China’s crackdown on Chinese hi-tech companies

Uncertainty over the future of the sector that in recent years has attracted huge investments.

  • The Chinese government is determined to curb the “irrational expansion of capital”
  • Investors are guessing what is coming next from regulators

According to some analysts, the Chinese government’s efforts risk choking the most vibrant sector of the Chinese economy. Chinese regulators went on a rampage against large hi-tech companies at the behest of the central government last winter to curb what has been called the “irrational expansion of capital” and the formation of monopolies that could threaten social stability. These efforts, however, ended up creating a climate of uncertainty among investors.

As reported by South China Morning Post, according to Sun Xin, a lecturer in Chinese and East Asian Economics at King’s College London, there is strong competition between different government bodies in the recent crackdown on the tech sector. All are trying to take advantage of the Chinese Communist Party’s concerns about China’s large hi-tech companies to strengthen their authority and advance their bureaucratic interests.

Related article: China Orders Alibaba Founder Jack Ma To Rectify ‘Illegal Activities’

Companies once held up as models to represent China’s innovative image are now accused by Beijing of abusing their dominant position, mistreating gig workers, and showing arrogant contempt for the party leadership.

China’s antitrust regulator has issued fines for merger deals going back a decade, issued new restrictions on takeover bids for Chinese startups by foreign buyers.
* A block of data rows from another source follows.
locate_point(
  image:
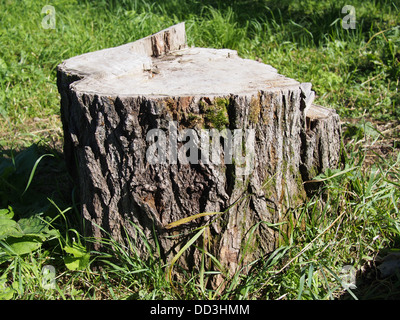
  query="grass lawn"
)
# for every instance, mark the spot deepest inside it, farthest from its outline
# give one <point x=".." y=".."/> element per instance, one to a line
<point x="353" y="221"/>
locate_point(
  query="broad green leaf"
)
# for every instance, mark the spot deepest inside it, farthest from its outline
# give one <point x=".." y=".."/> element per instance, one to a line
<point x="23" y="245"/>
<point x="80" y="263"/>
<point x="80" y="257"/>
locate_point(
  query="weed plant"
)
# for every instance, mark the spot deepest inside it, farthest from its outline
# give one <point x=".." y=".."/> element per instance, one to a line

The Ministry of Labor urged internet platforms to treat workers fairly and pay them social insurance.

Two days after the initial public offering in New York of ride-hailing giant Didi Chuxing, China’s Cyberspace Administration investigated the company with suspicious timing.

Last Saturday’s ban by the central government on making profits from off-campus tutoring has wiped out the business model of many Chinese education companies listed in New York and Hong Kong.

A series of cybersecurity audits have also recently been introduced for nearly all foreign listings of technology companies.

All these measures taken by the Chinese government have displaced venture capitalists and investors who until now had always seen China as the golden goose.

The Ministry of Industry has already announced that new measures will be taken over the next six months to address a large number of problematic issues plaguing the internet industry.

They are trying to understand the extent of the punishment against Didi and trying to figure out how big the fine imposed on Meituan will be.

There is also concern and uncertainty about how new data laws, particularly the Data Security Law and Personal Information Protection Law, may impact how large hi-tech companies handle and use user data.

Meanwhile, Finance Minister Liu Kun said the introduction of a global minimum corporate tax rate of 15 percent would help create a fair and sustainable international tax system. China’s corporate tax rate is technically 25 percent, but it drops to 15 percent for some hi-tech companies.

Some large Chinese internet companies could be affected by the introduction of the global minimum tax rate, and Fortune 500 data suggested that at least three companies could pay between $16 million and $253 million overseas.